Historically, the limestone that made up Batu Caves is said to be around for almost 400 million years. Some of the cave entrances were once used by the indigenous Temuan people as shelters. In 1860, Batu Caves was excavated by Chinese settlers for guano which would be used to fertilize their vegetable patches. In 1890, K.Tamboosamy Pillai, an Indian trader, installed the statue of Murugan as part of his efforts to promote Batu Caves as a place of worship. Thaipusam celebrations began celebrated here from 1892 onwards till this day.
People driving from Kuala Lumpur may drive via Jalan Kuching/Route 1 for immediate access to Batu Caves.
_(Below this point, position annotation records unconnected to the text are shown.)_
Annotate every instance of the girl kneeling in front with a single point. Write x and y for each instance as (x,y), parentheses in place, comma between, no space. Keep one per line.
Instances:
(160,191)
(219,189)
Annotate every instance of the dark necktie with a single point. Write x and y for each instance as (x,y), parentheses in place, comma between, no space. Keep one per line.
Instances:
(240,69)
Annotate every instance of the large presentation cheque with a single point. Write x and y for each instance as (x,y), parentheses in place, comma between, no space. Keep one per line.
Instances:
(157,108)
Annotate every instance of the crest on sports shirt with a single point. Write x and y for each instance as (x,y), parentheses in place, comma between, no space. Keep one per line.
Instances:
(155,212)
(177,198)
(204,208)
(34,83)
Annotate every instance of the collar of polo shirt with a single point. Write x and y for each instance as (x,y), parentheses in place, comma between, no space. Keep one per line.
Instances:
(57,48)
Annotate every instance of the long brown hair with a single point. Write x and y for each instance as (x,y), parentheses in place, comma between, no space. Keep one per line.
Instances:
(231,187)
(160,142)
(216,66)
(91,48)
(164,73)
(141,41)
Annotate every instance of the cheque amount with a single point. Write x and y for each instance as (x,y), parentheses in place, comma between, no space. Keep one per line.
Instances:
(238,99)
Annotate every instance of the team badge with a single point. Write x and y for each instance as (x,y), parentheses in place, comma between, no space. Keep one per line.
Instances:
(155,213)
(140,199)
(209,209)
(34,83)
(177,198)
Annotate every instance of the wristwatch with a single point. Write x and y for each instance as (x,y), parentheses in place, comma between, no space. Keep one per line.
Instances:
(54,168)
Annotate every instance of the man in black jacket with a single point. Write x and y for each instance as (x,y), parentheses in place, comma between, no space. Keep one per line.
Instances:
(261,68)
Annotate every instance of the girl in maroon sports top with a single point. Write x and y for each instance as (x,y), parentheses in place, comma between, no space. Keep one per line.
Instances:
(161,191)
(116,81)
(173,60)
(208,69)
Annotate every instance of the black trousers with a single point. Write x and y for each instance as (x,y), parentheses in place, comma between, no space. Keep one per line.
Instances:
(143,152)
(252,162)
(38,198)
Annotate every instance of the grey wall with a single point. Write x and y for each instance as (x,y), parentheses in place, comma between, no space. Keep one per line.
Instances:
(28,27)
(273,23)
The journey could take up around 20 minutes depending on the traffic.
The only train providing direct access to Batu Caves is the KTM commuter line. From the centralized KL Sentral station, take a KTM commuter directly to Batu Caves station.
Temple Cave or also known as Cathedral Cave is the biggest cave of Batu Hills. It is guarded by the massive Murugan statue standing outside the temple. It has very high ceilings and features ornate Hindu shrines and decorations. These shrines are the very reason why the cave is named such. There are a couple caverns inside the cave which houses Murugan’s abodes carvings and temple of Valli Devanai, the wife of Murugan. It is located 100 metres up high, where visitors need to finish climbing a steep flight of 272 steps – which is a feat in itself. Entrance is free for all visitors, nonetheless collection boxes are placed outside for generous visitors who wish to give donations.
Another interesting place for sightseeing when visitors are in Batu Caves is the Dark Cave, one of the main caves but smaller than Temple Cave in overall. It is accessible halfway through the 272-step stairs, in which visitors can drop by in their journey to visit the Temple Cave. This cave has no religious purposes, instead it is a cave meant for adventurous and also educational endeavours. A paid 45-minute Educational Tour is provided along the 850 metres of 2 kilometre long cave with helmets and headlights provided in which the guide will lead the way through interesting rock formations and bat populations. An Adventure Tour with higher rates is provided for the souls who admired challenges, this will take up three to four hours of journey through the rock faces and pot holes.
Due to its close proximity to the city centre, it feels incomplete to not include Kuala Lumpur City Centre in the list. A half-hour journey from the Batu Caves, Kuala Lumpur City Centre is a shopping haven which houses some of the spectacular shopping malls in Kuala Lumpur. The development is also beautifully done to give the visitors an urban feeling and mesmerizing atmosphere of the heart of Kuala Lumpur.
A two-star hotel situated in Jalan Sri Selayang. At a budget rate and close proximities to Batu Caves, this hotel offers comfort and satisfactory stay.
Batu Caves Star Hotel is one of the established hotels here. A decent hotel with abundant facilities at affordable prices.